Vercel AI SDK chatbot tutorial: useChat, streaming, real patterns
A working production-grade chatbot built on Vercel AI SDK v6. Streaming with useChat, tool calls, persistence, and the patterns that hold up after the demo.
- how-to
- vercel-ai-sdk
- tutorial
- react
The 30-line chatbot demo on the AI SDK landing page is great for a tweet and bad for production. In our experience shipping chatbots on Vercel infrastructure, the pieces missing — message persistence, error states, tool calls, observability, the API key not being on the client — are the parts that make the difference between a demo and a chatbot you can ship.
The Vercel AI SDK is a TypeScript library for building AI-powered apps; v6 is the current major version. useChat is the React hook that handles streaming, optimistic updates, and reconnection. streamText is the server-side primitive that calls a model and returns a typed stream of events.
This post builds the production version.
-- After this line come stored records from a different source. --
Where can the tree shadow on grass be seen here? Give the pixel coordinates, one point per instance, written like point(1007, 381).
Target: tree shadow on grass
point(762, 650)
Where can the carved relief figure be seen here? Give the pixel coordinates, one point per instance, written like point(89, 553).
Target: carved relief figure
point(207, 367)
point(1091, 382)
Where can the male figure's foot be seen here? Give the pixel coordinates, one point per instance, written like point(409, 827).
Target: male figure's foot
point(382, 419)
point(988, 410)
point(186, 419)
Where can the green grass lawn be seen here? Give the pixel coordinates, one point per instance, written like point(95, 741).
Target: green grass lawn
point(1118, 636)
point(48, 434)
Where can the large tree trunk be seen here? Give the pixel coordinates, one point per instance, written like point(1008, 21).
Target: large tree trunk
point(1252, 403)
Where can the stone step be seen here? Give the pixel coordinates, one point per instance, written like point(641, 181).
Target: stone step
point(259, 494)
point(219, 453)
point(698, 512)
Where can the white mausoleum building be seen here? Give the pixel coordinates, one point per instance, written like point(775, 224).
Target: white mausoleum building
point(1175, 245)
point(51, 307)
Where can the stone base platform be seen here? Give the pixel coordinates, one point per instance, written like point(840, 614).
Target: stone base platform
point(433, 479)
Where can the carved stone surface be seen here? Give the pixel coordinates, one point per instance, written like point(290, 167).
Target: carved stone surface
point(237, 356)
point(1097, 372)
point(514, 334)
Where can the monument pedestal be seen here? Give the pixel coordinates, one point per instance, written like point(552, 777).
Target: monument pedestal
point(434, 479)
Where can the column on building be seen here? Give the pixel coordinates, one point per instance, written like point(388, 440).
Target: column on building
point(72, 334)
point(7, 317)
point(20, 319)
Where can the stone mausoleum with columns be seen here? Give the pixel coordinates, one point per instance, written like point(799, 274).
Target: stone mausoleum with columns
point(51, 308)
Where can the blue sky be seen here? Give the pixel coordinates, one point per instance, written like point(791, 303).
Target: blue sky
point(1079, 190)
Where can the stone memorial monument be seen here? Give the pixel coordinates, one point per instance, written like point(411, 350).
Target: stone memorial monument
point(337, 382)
By the end you'll have a chatbot in app/chat/page.tsx that streams responses, calls tools, persists messages across reloads, and routes through a gateway so you can swap models without changing code. We'll use Vercel AI SDK v6 (current as of May 2026), the useChat hook, and a single /api/chat route.
Working repo at the end if you want to skip ahead.
The architecture in one diagram
Browser Server Upstream
───────── ────── ────────
useChat() ──POST /api/chat──→ streamText() ──POST──→ gateway → model
↑ │ │
│ ←──SSE stream───── │ │
↑ │ │
DB ←── persist on `onFinish` ────────┤ │
↑ │ │
│ ←───SSE────────────────────────────Three components: a React hook on the client, a streaming route on the server, and a model call (we use Vercel AI Gateway via plain provider/model strings, but you can swap that for a direct provider SDK if you don't want a gateway).
Step 1 — install
npm install ai @ai-sdk/react
# Plus AI Elements for the UI components — saves 200 lines of styling
npx ai-elements@latest add conversation messageIf you're not using Next.js, the SDK works with any React framework that supports SSE — Remix, TanStack Start, Astro with islands. The patterns transfer.
Step 2 — the server route
Create app/api/chat/route.ts:
import { streamText, type ModelMessage } from "ai"
export const maxDuration = 60 // streaming can take a while
export async function POST(req: Request) {
const { messages }: { messages: ModelMessage[] } = await req.json()
const result = streamText({
// "provider/model" strings route through AI Gateway by default.
// No SDK install per provider. Swap the model id to swap providers.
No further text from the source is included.